16時15分頃、ナコーン・パトム(Nakhon Pathom)に到着。時刻表よりは数分遅れてはいるが、これならばまだまだ定時の範囲内だろう。この町はタイ最大の大仏塔があることで知られており、駅からも歩いてすぐのようだ。もしかしたら列車からもチラッと見えたのかもしれないが、注意していなかったせいか見逃してしまった。

この駅での停車中に、食べ物の売り子が何人か車内に乗り込んできた。タイの鉄道ではお馴染みの光景だそうだ。固定窓なので窓越しに販売することはできず、停車時間も短いので、呼び止める間もなくササーっと通り過ぎていく感じである。とはいえまだ夕食には早い時間なので、売れるとしたらおやつ程度だろうか。

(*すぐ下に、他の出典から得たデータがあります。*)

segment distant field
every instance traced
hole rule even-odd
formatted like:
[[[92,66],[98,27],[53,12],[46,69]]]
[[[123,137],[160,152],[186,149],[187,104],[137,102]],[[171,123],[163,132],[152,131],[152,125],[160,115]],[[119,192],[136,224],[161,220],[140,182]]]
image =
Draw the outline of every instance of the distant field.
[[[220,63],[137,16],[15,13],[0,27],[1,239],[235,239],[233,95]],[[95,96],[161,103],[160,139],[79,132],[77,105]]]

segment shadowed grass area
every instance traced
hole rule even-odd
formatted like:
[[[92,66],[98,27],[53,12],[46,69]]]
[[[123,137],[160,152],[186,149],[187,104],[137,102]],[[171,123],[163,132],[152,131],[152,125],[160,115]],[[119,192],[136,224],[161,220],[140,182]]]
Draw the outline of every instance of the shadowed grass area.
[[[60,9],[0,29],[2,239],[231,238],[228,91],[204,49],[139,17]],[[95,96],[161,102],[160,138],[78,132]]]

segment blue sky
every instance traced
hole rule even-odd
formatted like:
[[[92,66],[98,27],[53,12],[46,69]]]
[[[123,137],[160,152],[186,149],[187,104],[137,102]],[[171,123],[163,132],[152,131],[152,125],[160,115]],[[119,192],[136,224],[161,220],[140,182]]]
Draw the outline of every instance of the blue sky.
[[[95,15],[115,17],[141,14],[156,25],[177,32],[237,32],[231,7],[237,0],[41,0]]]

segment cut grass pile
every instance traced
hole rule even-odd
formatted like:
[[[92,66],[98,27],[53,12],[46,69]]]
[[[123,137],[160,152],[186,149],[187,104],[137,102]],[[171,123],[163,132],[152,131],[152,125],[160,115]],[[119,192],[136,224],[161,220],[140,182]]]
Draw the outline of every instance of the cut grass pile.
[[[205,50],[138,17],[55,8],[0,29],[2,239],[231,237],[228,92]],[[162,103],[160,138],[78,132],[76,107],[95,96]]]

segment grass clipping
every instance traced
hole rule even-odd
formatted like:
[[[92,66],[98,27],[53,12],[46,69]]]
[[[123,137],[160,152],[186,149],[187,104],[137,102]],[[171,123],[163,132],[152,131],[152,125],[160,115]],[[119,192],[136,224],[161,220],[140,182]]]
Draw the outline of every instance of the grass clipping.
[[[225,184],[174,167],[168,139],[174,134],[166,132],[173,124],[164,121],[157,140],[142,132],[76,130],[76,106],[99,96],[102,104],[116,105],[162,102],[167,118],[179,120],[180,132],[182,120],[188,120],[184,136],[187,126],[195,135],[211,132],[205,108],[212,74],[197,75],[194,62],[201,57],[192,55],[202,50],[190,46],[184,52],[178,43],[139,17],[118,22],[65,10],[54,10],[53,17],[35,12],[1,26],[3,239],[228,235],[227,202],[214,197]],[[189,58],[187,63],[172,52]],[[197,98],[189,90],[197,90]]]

ナコーン・パトムを出発したあたりで最初のトイレに立つ。2号車には男女共用で和式と洋式が一つずつ設置され、いずれも垂れ流し式ではあるが、トイレットペーパーが用意されているし、清潔さも問題ない。また、洗面台に手洗いソープが置かれていたのは意外だった(わざわざ日本から「手ピカジェル」を持ってきたのです)。アコモデーションレベルに関しては、日本のブルートレインと同等に近いと評価してよさそうだ。

立ったついでに車内を少し散策。国境を越える2・3号車は乗客構成が国際色豊かである以外は特筆すべきもない風景であるのに対し、ハート・ヤイで切り離される4号車以降となると、やや雑然とした雰囲気に変わるとともに通路に巨大な荷物がデーンと置かれていたりと、外国人旅行者御用達の国際列車であると同時にまた大衆列車でもあるという一面を垣間見ることができる。

ずんずん歩いて編成の中ほどにある食堂車へ。フアラムポーン出発から1時間半、早くも仕事に一区切りついた乗務員がテーブルを囲んでいる。私も後ほどこの食堂車のメニューにお世話になるが、実はわざわざここまで足を運ぶ必要はない。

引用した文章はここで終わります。